Sometimes the damage of acid rain on monuments is irreversible acid rain is erasing most of the art in the dampier rock art complex in australia, and it is estimated that by the middle of the 21st century, most of this art will disappear completely.
Acid rain is a threat to both natural areas and to our national monuments and memorials many monuments are made from limestone, marble, and bronze-materials that can be altered or slowly dissolved by acid precipitation.
Green streaks are evidence of acid rain's effect on the ulysses s grant memorial beyond the national mall acid rain affects natural areas too, especially lakes, streams, and watersheds it changes water chemistry in ways that can affect algae, fish, aquatic plants, frogs, salamanders, and other aquatic creatures.
When acid rain falls on historical monuments of limestone or marble, a chemical reaction takes place which has a corrosive effect on these structures the reaction dissolves the material, leading to permanent damage. Due to acid rain, some heritage buildings and monuments of architectural and historical importance are in danger in different parts of the world acid of the acid rain attack marble, limestone etc of which such architectures are made of.

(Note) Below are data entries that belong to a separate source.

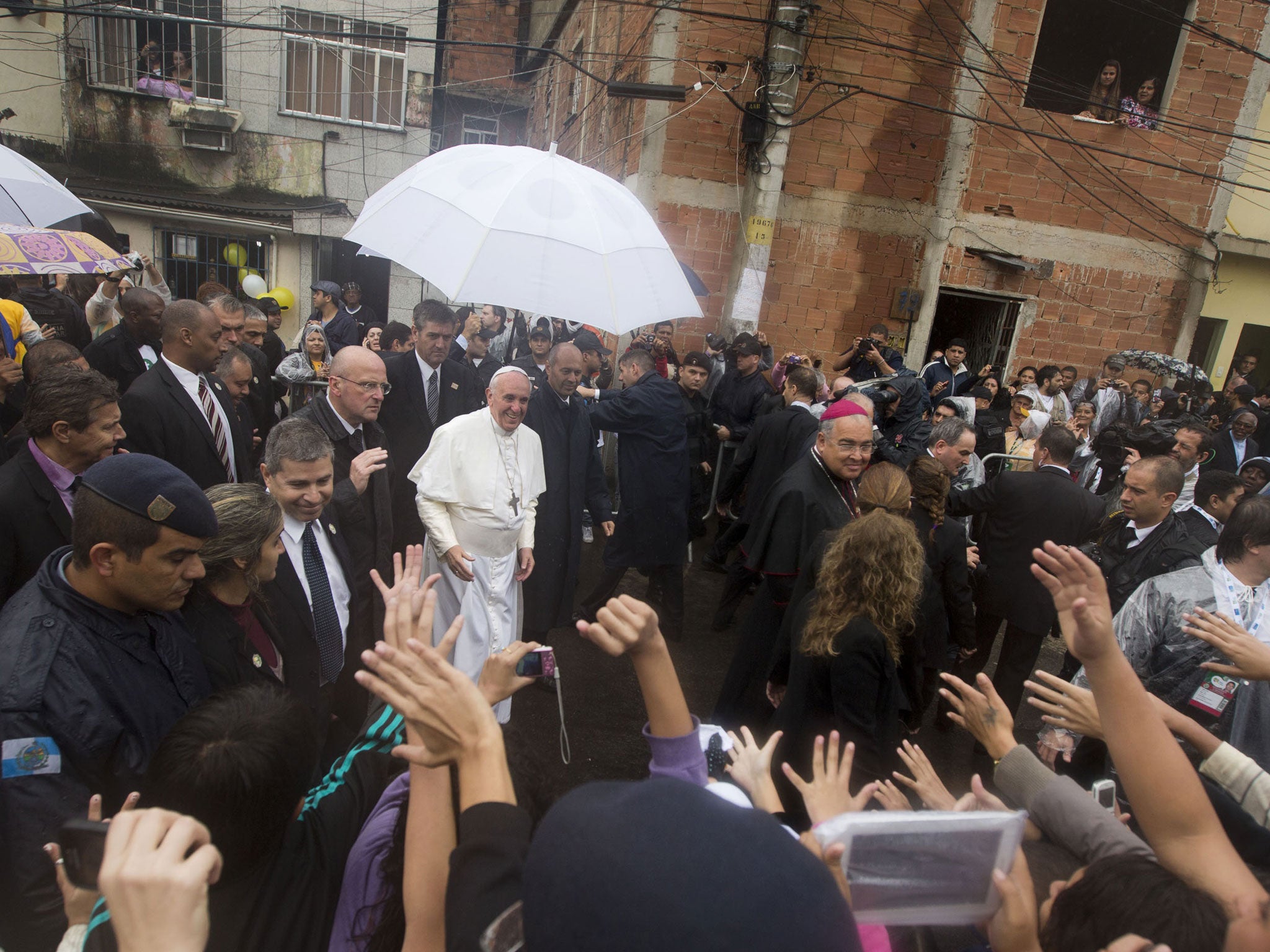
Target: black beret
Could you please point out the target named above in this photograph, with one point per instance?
(154, 489)
(695, 358)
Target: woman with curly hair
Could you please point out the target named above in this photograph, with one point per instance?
(849, 631)
(946, 610)
(225, 611)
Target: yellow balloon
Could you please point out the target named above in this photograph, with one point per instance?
(283, 296)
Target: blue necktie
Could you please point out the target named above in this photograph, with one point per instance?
(331, 640)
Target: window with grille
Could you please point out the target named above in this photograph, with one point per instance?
(190, 258)
(340, 69)
(149, 51)
(479, 130)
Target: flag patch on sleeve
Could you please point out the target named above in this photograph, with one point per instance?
(27, 757)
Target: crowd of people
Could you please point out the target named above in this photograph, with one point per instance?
(266, 607)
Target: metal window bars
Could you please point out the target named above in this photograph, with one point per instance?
(357, 81)
(155, 55)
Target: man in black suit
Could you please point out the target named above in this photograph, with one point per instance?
(179, 410)
(1236, 443)
(131, 347)
(71, 420)
(311, 597)
(427, 391)
(1023, 511)
(362, 500)
(1215, 496)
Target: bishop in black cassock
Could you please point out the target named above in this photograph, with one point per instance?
(575, 479)
(813, 495)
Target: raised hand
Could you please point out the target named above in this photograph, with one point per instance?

Acid rain, a byproduct of the some of the greatest measurable effects of acid rain can be observed on human constructions, particularly old buildings with facades built of corrosion-prone metals such as copper and porous stone such as limestone unfortunately, buildings and monuments at most of the world's most important heritage places. Acid rain and other atmospheric pollutants may sometime cause great damage to historical monuments a fierce controversy has recently been generated in india as to whether or not the oil refinery in mathura poses a threat to the taj mahal in agra (some 64 km from mathura) an expert committee.
Concern about the effects of acid rain on building materials was raised in a house of commons select committee report in september 1984 as part of the governments response, the buildings effect review group (berg) was established to give considered advice on the effects of acid deposition on buildings. Acid rain effects on buildings acids have a corrosive effect on limestone or marble buildings or sculptures it is well established that either wet or dry deposition of sulfur dioxide significantly increases the rate of corrosion on limestone, sandstone, and marble. Acid rain, a byproduct of the large-scale burning of sulfates and nitrates, has been an observed phenomenon since the very earliest years of the industrial revolution in 1872, when english scientist robert angus smith wrote of its corrosive effect on buildings and plants as large amounts of these chemicals are released into the atmosphere.